_____Despite the title, this story is less about either Bartleby or Wall Street than about its narrator and his encounter with literature's greatest passive-aggressive character. It was published in Putnam's Monthly Magazine in November, 1853.
The narrator tells us he's "elderly," though what that meant in 1853 is not what it means today: He later indicates that he's "not far from sixty."But he, too, thinks the story is about Bartleby and not about himself, though after announcing that the lack of "a full and satisfactory biography of" Bartleby" is "an irreparable loss to literature," he quickly begins talking about himself. He is a lawyer, but an "unambitious" one, "a man who, from his youth upwards, has been filled with a profound conviction that the easiest way of life is the best." He does "a snug business among rich men's bonds, and mortgages, and title-deeds," and name-drops "the late John Jacob Astor" three times in as many consecutive sentences.
He works in an office on Wall Street that suits its location: It looks out in one direction on the white wall of an airshaft and in the other on "a lofty brick wall, black by age and everlasting shade." There he employs two men, nicknamed Turkey and Nippers, as copyists: that is, they spend their workdays painstakingly copying out legal documents, a necessity in the days before photocopiers, word processors, and even typewriters with carbon paper. They are Dickensian characters, known chiefly by their complementary traits: When one is efficient and good-humored, the other is sloppy and cranky -- and vice versa. The narrator puts up with both of them, however. The third employee is a twelve-year-old gofer, known as Ginger Nut for his diligence in supplying the office with the eponymous cookie. (We call them ginger snaps.)

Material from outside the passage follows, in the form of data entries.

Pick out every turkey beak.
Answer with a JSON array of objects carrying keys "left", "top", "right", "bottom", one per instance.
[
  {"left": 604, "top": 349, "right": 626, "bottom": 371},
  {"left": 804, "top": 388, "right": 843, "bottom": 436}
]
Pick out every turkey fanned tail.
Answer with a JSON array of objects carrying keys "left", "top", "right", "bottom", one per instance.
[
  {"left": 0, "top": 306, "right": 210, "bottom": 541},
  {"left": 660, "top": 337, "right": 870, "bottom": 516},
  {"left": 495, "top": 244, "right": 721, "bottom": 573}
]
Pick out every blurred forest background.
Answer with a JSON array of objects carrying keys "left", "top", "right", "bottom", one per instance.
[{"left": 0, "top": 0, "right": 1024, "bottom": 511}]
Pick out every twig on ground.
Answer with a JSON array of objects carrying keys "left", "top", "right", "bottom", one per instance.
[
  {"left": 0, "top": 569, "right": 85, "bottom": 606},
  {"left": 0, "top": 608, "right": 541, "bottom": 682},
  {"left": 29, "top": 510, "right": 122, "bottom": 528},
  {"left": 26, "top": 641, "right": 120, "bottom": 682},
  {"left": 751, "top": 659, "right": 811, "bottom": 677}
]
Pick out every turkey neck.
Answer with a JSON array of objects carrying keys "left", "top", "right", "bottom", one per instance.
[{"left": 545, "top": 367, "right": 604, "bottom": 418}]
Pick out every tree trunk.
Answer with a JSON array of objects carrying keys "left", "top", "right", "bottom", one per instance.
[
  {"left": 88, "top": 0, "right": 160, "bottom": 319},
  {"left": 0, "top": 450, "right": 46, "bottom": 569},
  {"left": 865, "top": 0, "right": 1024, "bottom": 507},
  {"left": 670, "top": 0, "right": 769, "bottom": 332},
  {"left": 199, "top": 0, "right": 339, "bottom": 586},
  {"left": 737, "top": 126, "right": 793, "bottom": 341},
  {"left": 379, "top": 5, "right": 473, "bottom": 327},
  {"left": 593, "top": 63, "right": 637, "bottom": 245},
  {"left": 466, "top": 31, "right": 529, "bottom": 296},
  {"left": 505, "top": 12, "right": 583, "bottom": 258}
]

The narrator's work increases, so he decides to hire another scrivener. The one who answers his ad is "pallidly neat, pitiably respectable, incurably forlorn! It was Bartleby." The narrator decides to place Bartleby in his part of the office -- the other scriveners are on the other side of some "ground-glass folding doors" that partition the office into two rooms -- so he "procured a high green folding screen, which might entirely isolate Bartleby from my sight, though not remove him from my voice." And so Bartleby goes about his duties, "silently, palely, mechanically."
But on the third day of his employment, he asks Bartleby to come help him with a small task. "Imagine my surprise, nay, my consternation, when, without moving from his privacy, Bartleby, in a singularly mild, firm voice, replied, 'I would prefer not to.'" The narrator is astonished, and then angry, and orders Bartleby once again, entering his space behind the screen. "'I would prefer not to,' said he."
Had there been the least uneasiness, anger, impatience or impertinence in his manner; in other words, had there been anything ordinarily human about him, doubtless I should have violently dismissed him from the premises.The operative phrase here is "ordinarily human." For it becomes clear at this point in the story that Bartleby is extraordinarily not human. All pretense of realistic human psychology disappears from the character. He is a presence that stirs anxiety and moral doubt in others. Maybe he's a symbol, or maybe he's just an idea; just as Moby Dick seems to be a whale, Bartleby seems to be a human being, but those who encounter him -- whether the narrator encountering him in the story or the reader encountering him on the page -- invest him with something more. In the narrator's case, Bartleby becomes a moral challenge.
As Bartleby's assertion of preference continues, as he resists any attempts to force him to explain his behavior, the narrator begins to question himself: "there was something about Bartleby that not only strangely disarmed me, but in a wonderful manner, touched and disconcerted me." Turkey, Nippers and Ginger Nut respond to Bartleby's stubbornness only within the limitations of their characters: Turkey, being in his quietly agreeable mode, agrees that the narrator is right in being annoyed; Nippers, in his choleric mode, thinks "I should kick him out of the office. Later, Turkey and Nippers which swap reactions as they swap modes. Ginger Nut only maintains that Bartleby is "a little luny," which is, I suppose, a nineteenth-century spelling of "looney."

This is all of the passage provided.